RESEARCH PAPER
Glossography - a computer vision technique for assessing involuntary tongue movements in dyskinesias.
AI Summary
Introduces 'glossography', a markerless DeepLabCut-based computer-vision pipeline that quantifies orofacial dyskinesias from standard video and showed concordant changes with clinical dyskinesia scales in a hospitalized PD patient over 4 days.
Why It Matters
Although not a mechanistic or therapeutic study, this objective, low-cost biomarker method could improve monitoring, remote assessment, dose titration, and trial outcome measurement for dyskinesia, thereby aiding translational and clinical decision-making.
Abstract
We present a novel computer vision approach using DeepLabCut to objectively quantify orofacial dyskinesias in Parkinson's disease.
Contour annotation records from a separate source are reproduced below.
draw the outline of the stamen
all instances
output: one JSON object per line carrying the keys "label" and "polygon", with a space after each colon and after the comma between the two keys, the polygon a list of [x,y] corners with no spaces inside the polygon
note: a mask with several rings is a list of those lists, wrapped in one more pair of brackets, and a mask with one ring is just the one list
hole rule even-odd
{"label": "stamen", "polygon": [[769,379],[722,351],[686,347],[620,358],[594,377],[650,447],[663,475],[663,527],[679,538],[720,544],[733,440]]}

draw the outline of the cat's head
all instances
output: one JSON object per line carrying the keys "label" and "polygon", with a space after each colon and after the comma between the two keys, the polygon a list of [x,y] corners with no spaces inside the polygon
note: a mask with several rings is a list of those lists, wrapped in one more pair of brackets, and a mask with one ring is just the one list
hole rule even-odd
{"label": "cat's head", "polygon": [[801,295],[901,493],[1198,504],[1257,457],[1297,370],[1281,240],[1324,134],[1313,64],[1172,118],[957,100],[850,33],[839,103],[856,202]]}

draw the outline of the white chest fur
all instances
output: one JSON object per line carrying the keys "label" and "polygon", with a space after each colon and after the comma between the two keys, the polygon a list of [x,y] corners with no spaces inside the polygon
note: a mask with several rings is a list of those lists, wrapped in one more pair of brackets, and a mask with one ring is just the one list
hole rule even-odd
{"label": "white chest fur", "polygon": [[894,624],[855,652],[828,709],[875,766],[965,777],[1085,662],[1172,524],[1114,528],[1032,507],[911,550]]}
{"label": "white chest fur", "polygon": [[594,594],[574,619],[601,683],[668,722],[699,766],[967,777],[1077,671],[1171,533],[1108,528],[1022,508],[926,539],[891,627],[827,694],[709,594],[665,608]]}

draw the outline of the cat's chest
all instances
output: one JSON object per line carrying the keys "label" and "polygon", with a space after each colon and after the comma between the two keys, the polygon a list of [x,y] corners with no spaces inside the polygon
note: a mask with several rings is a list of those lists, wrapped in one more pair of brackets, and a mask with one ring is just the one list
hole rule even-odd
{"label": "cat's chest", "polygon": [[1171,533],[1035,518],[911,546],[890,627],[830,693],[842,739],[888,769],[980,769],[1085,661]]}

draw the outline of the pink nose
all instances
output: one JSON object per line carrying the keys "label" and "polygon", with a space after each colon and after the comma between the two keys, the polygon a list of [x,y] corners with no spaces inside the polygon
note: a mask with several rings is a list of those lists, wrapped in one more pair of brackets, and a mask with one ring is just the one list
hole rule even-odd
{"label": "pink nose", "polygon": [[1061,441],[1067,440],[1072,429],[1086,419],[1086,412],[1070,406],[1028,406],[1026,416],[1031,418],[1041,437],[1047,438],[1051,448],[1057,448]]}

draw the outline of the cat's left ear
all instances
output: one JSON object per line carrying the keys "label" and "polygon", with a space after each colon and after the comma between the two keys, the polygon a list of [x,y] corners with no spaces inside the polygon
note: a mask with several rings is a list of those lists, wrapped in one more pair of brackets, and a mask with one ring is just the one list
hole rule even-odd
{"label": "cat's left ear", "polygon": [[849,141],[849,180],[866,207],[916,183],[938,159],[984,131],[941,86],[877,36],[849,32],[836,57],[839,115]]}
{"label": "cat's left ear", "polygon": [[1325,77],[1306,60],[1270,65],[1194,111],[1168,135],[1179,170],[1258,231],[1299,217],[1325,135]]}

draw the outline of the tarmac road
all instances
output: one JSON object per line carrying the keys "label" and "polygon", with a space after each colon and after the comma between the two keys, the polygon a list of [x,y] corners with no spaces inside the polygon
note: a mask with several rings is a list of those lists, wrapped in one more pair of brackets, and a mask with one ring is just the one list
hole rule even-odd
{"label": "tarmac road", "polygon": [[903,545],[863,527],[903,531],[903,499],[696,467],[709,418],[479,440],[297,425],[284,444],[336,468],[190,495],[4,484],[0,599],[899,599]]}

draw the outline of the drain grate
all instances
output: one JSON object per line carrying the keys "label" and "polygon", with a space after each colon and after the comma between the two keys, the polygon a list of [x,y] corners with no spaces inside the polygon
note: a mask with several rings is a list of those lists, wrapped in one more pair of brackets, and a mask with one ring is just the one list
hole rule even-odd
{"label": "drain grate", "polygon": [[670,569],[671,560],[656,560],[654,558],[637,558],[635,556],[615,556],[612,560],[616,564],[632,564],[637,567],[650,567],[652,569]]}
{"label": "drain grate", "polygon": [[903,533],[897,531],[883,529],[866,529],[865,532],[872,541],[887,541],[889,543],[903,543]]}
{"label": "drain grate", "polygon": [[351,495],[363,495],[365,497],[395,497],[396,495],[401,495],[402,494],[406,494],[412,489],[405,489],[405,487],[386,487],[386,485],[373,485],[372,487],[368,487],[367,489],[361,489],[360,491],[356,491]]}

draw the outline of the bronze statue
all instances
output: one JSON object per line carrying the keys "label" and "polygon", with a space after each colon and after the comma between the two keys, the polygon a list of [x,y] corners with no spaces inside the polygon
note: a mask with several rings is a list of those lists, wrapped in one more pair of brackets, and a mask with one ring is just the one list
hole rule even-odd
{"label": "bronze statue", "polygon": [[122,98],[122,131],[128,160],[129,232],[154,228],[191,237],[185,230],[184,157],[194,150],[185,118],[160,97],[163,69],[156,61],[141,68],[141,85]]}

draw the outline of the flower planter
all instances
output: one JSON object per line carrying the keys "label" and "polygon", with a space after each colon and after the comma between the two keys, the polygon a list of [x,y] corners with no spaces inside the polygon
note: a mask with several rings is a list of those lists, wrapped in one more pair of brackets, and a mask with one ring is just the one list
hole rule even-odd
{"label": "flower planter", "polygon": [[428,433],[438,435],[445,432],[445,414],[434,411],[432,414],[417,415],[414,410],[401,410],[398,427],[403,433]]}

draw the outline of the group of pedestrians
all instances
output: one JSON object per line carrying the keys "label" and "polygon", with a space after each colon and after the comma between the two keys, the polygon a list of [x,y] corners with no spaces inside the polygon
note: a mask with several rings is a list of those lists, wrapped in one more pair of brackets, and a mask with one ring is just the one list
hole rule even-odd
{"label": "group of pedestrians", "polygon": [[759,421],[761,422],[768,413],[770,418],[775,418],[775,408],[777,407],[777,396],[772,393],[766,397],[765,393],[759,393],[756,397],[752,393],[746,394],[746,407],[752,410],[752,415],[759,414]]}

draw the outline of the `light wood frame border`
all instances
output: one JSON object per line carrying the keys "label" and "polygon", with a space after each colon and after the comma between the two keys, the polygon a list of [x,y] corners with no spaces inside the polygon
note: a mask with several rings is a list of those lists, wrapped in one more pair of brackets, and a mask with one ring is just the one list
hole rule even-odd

Unlike traditional wearable sensors that focus on limb movements, this method tracks tongue, chin, nose, and forehead landmarks through standard video recordings using a fully markerless deep learning pipeline, capturing metrics including displacement, variability, and peak movements. Analysis of a hospitalised patient over 4 days demonstrated progressive reduction in dyskinetic parameters correlating with medication adjustments, consistent with concurrent clinical assessment using the Unified Dyskinesia Rating Scale (UDysRS) and modified Abnormal Involuntary Movement Scale (mAIMS). Though resource-intensive, glossography offers potential for remote monitoring in underserved areas with limited specialist access. The technique provides granular movement assessment using widely available technology, potentially enhancing treatment precision beyond traditional clinician-administered rating scales.